Their oldest, Clara, has graduated from high school and is in the US Army. She is counting on her service to help further her education. Son Eduardo will graduate from high school this June and is his father’s shadow when not in school. His dad no longer does farm work, but for the last 18 years has done construction and electrical work. With his improved earnings, he bought their own trailer in 2010. With the help of recent donations, we were able to lend him money to repair it. He is faithfully working off the loan.

The middle child, Adriana, now in high school, is a little mother to her Down syndrome brother, Marco, and the youngest, Diana, whom she tutors. She is ever attentive to Marco who needs a great deal of help. He doesn’t talk but can walk and feed himself. At our recent farewell party for Sr. Ines, who has been missioned to Lampedusa, I observed how much these children love their father. Marco especially continually looked at his father and laughed amidst many hugs.

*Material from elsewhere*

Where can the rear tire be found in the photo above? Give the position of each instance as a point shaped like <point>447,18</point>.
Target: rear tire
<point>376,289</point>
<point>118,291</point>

When lining up witnesses for the hearing, I phoned Marco’s doctor, a busy pediatrician in Miami. He told me how much he loved these parents. When Marco was a baby, he had needed a kidney transplant, so as a result, the doctor came to know Eduardo and Maria well. He could not stop praising them. I asked if he could find time in his busy practice to give me a letter of reference for Eduardo. He said “Oh no!” He would come personally to testify and tell the judge how outstanding and admirable Eduardo and Maria are.